Influenzanet is a system to monitor the activity of influenza-like-illness (ILI) with the aid of volunteers via the internet
Nesta página expomos uma breve análise dos dados resultantes da monitorização da gripe, entre os participantes gripenet, durante a época 2006/2007.
Após 25 semanas de monitorização Gripenet, onde foram tratados os dados de mais de 35 mil questionários de sintomas, enviados por 4.200 portugueses, a curva de incidência gripal foi a que abaixo se mostra. No início de fevereiro, a epidemia atingia o seu pico máximo, apesar de a sua intensidade ser ainda considerada moderada (Gráfico 1).
Gráfico 1 – A curva de incidência.
Comparando a curva de incidência com a elaborada a partir da informação enviada pelos médicos-sentinela, compilada pelo Centro Nacional da Gripe (na altura, o Laboratório de Referência da Organização Mundial de Saúde para a Gripe em Portugal) e reportada ao European Influenza Surveillance Scheme (atualmente, o European Centre for Disease Prevention and Control), verifica-se uma forte conformidade entre as duas curvas. Como nota, o Gripenet define “síndroma gripal” quando são reportados mais de 38 graus de febre, com aumento súbito, dores musculares e um sindroma respiratório (Gráfico 2)
Gráfico 2 – Gripenet versus vigilância convencional.
Quanto à análise temporal cruzada com a estrutura etária da amostra Gripenet, ressalta que os mais jovens contraem a doença mais cedo, enquanto os mais idosos são afetados pelo vírus mais tardiamente (Gráfico 3).
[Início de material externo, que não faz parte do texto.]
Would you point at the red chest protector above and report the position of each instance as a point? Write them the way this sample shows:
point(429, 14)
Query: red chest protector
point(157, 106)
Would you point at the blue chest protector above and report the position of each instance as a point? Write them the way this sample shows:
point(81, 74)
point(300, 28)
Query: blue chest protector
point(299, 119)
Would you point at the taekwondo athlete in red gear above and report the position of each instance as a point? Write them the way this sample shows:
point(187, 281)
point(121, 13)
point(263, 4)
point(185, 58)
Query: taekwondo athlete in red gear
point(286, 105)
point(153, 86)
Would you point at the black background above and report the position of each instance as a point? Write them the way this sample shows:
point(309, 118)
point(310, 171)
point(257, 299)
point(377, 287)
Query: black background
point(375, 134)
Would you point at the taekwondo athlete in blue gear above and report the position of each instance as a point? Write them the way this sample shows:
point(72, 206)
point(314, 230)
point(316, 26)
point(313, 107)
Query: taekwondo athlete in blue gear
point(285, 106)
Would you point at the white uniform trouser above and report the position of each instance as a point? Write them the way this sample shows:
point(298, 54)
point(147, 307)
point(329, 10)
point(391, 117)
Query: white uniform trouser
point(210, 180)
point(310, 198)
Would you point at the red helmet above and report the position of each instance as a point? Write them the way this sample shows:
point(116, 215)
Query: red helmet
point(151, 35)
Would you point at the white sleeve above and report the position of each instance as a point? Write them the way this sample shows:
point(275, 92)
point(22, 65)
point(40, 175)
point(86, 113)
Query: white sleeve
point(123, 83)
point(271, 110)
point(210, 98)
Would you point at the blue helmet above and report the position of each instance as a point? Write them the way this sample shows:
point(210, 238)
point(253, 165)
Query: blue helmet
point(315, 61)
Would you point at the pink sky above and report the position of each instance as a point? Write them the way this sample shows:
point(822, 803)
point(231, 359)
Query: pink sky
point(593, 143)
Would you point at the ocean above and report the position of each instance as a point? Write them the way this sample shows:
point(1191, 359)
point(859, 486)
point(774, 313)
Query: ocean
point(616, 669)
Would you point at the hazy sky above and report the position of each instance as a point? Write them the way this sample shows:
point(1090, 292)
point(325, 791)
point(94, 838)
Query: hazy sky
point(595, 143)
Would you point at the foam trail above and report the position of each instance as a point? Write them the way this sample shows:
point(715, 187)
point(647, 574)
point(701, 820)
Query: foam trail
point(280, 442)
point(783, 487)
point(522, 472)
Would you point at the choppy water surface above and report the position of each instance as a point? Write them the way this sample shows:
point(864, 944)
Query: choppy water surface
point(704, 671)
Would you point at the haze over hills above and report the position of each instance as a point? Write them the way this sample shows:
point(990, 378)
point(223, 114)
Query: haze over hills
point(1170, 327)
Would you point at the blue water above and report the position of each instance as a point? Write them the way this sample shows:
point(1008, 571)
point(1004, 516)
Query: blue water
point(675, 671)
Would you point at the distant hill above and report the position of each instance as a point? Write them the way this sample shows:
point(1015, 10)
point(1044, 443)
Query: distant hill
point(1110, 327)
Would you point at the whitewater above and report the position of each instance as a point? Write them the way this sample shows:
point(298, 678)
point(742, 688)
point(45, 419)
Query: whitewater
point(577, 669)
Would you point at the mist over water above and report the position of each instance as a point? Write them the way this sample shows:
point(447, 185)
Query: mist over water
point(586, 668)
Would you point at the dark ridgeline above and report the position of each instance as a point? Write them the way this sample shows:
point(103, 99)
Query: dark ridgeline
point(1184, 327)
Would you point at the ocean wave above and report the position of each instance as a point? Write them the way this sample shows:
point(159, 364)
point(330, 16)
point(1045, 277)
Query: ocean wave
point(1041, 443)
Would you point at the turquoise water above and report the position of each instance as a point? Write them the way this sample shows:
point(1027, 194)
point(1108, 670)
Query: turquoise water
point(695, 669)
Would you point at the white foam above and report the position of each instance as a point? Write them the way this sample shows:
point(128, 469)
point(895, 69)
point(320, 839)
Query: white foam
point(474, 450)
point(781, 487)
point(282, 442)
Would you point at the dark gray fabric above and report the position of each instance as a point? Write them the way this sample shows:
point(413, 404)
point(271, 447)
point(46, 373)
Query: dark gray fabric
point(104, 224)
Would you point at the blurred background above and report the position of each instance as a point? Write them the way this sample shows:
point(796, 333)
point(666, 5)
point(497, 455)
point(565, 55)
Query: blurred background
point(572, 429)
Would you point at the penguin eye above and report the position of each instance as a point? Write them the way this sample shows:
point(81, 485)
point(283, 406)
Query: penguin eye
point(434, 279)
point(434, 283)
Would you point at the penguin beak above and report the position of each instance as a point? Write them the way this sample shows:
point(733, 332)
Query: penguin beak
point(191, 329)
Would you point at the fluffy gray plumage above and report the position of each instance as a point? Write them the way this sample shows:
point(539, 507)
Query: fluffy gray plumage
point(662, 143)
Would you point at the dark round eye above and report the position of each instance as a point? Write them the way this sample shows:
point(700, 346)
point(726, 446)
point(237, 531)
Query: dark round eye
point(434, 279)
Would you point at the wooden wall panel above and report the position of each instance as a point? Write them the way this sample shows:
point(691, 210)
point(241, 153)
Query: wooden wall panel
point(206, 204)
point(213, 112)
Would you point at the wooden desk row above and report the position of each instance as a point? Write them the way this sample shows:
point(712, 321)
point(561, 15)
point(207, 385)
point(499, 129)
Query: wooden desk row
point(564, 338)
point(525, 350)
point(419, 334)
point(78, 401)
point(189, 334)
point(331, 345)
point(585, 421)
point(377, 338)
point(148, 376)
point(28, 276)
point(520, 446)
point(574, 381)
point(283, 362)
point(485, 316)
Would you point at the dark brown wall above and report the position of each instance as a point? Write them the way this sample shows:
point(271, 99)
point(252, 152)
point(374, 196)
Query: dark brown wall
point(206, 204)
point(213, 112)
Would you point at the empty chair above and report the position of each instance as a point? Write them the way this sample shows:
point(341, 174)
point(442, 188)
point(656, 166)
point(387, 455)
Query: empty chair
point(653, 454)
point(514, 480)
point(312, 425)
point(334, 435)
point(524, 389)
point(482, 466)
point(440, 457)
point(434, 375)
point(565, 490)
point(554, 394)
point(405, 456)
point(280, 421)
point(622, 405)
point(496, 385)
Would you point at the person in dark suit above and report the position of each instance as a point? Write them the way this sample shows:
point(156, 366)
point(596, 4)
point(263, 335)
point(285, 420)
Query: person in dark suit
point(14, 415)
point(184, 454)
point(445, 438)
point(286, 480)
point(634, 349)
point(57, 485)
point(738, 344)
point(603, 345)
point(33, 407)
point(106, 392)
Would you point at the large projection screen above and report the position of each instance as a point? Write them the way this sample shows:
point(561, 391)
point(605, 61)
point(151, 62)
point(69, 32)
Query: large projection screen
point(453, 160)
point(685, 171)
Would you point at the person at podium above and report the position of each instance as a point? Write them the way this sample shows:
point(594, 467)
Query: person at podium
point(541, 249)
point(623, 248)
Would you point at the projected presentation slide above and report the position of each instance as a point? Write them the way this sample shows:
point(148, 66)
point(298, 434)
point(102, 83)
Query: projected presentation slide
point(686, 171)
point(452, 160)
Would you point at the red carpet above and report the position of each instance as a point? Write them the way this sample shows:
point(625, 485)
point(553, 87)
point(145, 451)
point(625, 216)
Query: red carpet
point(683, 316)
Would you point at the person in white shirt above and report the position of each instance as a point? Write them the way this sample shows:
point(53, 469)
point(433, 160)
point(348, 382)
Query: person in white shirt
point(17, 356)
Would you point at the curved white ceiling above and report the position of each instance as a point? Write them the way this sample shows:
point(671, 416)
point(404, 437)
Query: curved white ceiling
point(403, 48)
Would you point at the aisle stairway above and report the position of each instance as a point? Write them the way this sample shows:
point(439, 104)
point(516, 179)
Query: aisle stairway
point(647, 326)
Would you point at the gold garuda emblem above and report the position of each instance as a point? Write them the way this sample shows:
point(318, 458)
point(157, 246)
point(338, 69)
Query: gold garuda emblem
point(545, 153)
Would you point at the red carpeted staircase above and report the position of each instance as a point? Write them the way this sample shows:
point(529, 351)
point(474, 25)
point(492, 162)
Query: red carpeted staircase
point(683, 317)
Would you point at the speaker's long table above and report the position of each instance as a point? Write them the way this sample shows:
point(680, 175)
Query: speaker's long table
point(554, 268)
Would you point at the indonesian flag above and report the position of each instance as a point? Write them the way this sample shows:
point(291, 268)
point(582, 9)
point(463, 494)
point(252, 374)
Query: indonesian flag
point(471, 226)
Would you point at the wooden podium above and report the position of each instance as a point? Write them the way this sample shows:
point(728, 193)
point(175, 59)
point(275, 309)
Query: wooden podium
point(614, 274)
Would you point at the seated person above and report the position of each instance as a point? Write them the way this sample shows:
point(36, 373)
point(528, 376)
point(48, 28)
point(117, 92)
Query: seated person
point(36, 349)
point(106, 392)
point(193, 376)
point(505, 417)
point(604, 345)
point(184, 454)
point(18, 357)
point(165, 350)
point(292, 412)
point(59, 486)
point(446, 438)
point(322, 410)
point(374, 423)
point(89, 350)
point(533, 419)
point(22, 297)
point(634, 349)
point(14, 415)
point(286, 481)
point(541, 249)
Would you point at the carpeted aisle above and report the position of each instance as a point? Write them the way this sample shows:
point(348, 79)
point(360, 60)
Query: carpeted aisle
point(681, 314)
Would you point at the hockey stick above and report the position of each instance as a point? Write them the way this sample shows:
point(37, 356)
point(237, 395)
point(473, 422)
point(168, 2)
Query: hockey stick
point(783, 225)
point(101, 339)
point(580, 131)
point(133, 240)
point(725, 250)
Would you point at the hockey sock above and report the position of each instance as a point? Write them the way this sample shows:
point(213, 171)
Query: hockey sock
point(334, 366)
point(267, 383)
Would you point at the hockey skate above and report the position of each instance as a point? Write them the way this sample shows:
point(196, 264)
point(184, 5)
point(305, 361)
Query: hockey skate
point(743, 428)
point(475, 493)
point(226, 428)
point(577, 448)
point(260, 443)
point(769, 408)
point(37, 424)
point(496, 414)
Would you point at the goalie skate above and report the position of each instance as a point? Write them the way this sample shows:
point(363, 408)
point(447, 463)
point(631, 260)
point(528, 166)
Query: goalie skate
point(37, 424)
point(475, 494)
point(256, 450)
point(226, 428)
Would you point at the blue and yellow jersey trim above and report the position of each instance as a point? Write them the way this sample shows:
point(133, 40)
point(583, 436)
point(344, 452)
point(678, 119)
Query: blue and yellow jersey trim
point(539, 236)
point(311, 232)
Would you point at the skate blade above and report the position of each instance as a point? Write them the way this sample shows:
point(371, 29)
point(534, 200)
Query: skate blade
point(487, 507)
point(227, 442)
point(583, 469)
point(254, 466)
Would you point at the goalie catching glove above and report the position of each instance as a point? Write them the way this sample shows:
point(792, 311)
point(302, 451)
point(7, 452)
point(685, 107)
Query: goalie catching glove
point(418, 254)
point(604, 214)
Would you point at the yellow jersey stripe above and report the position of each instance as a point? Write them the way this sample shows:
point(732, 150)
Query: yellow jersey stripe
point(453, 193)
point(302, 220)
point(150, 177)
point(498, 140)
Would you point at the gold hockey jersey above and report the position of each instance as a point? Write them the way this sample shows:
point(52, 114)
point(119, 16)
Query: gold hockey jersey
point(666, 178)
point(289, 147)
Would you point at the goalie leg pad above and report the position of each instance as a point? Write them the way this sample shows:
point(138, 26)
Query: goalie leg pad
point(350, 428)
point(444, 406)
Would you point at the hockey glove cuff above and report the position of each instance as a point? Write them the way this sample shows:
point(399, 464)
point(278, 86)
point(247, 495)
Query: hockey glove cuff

Gráfico 3 – Gripe em função da idade.
A projeção geográfica dos casos de síndrome gripal revela que, esta época, a gripe “viajou” de norte para o centro-sul. Por insuficiência estatística da região Sul (poucos participantes), não foi possível concluir que esse sentido de propagação se manteve do centro-sul para as regiões mais a sul, sendo, porém, de considerar esse o cenário mais provável (Gráfico 4).
Gráfico 4 – Distribuição geográfica da gripe.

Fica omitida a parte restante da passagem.